Last week I took one of my regular looks at Jenny Dean’s website Wild Colour. Jenny is an authority on natural dyes and author of several practical books on the subject. I respect her work and long experience and her website invariably includes something new and interesting. Her book Wild Colour was reprinted by Mitchell Beazley in 2010 with updates and revisions – and I wouldn’t be without it.
Jenny’s entry for January 8th 2013 was about a set of natural dye extracts in liquid form. They are called Aquarelle, they are from Botanical Colors and certified compliant with the Global Organic Textile Standard (GOTS). Jenny’s images show colours on wool yarn and silk fabric; some are mordanted and some are not. The colours look very good, especially on the wool, although the silk looks paler.
Twitter was then tweeted to see if any dyehards had experience of Aquarelle. Positive input arrived from several people including Jane Deane (no relation to Jenny and note the different spelling!) who tested the dyes last year. Jane probably told me all about them then, but I’m afraid I had forgotten.
I have used raw dyestuffs or powder extracts, but never a liquid extract which might suit my work better so I ordered a set of dyes which arrived yesterday. There is only one stockist in the UK, as far as I know, and that is D.T Crafts who import the dyes from the States. Unfortunately I just don’t have the time to try them out at the moment, so I took a photo instead.
A satisfying way of combining natural dyes with wax resist continues to be a challenge for me. I am at my most confident when designs originate in a drawing or sketchbook study and gradually evolve into an image, a texture or an arrangement of shapes, defined by wax as a resist. The original drawing drives me onwards through several incarnations of an idea, although I occasionally fizzle out, exhausted or bored when something doesn’t merit further exploration. Synthetic dyes are my medium for this type of work; they are painted on in layers alternating with the wax, and then steamed. They go where they are put, they stay there, the overdyes are predictable and they don’t change colour. It’s not at all like that with natural dyes, which, of course, is part of their allure.
Natural dyes normally require heat, and heat melts the wax, so there is an instant difficulty with the natural dye / wax technique. Each separate dye requires individual handling and the colour may not turn out the same as the last time you used it. One dye can affect another, unexpectedly altering a colour or tone and overdyes aren’t always predictable. The timing of the indigo layer is crucial, as is mordanting. I have achieved a few pieces that I am happy with and these can be seen in the gallery section, and above. The central piece suffered from too much alkali in the indigo vat and the silk went harsh. That’s yet another problem with the technique.

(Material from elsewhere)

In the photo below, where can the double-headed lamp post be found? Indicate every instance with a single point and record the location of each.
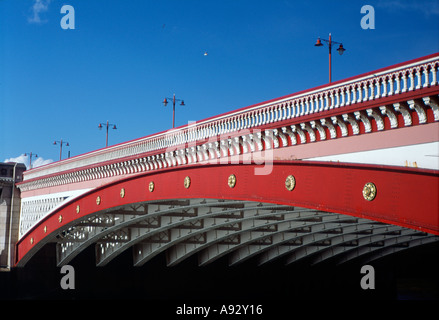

I will certainly be posting on the results of work with Aquarelle when I have time to try them out.
February 1, 2013 at 12:47 pm
Have you tried Michel Garcia’s suggestion for protecting fibres in a very alkaline vat? He adds a small amount (I will check!) of gelatine to the vat and it somehow gives the fibres protection without impeding the take-up of the indigo! Magic!
February 1, 2013 at 12:51 pm
No, I hadn’t tried this. Have you? I am more used to using silk than wool, and when using wool try to avoid too many dips in the vat assuming wool will take a dim view of it.
February 1, 2013 at 2:15 pm
Thanks for sharing your experiments, Isabella. I have used powdered dyes on silk to interesting effect but the liquids do offer new directions! I look forward to reading more on your blog
February 2, 2013 at 9:56 am
Thanks wendyfe – I will also try thickening them with Manutex or similar to see if they will print. That might be useful to you too.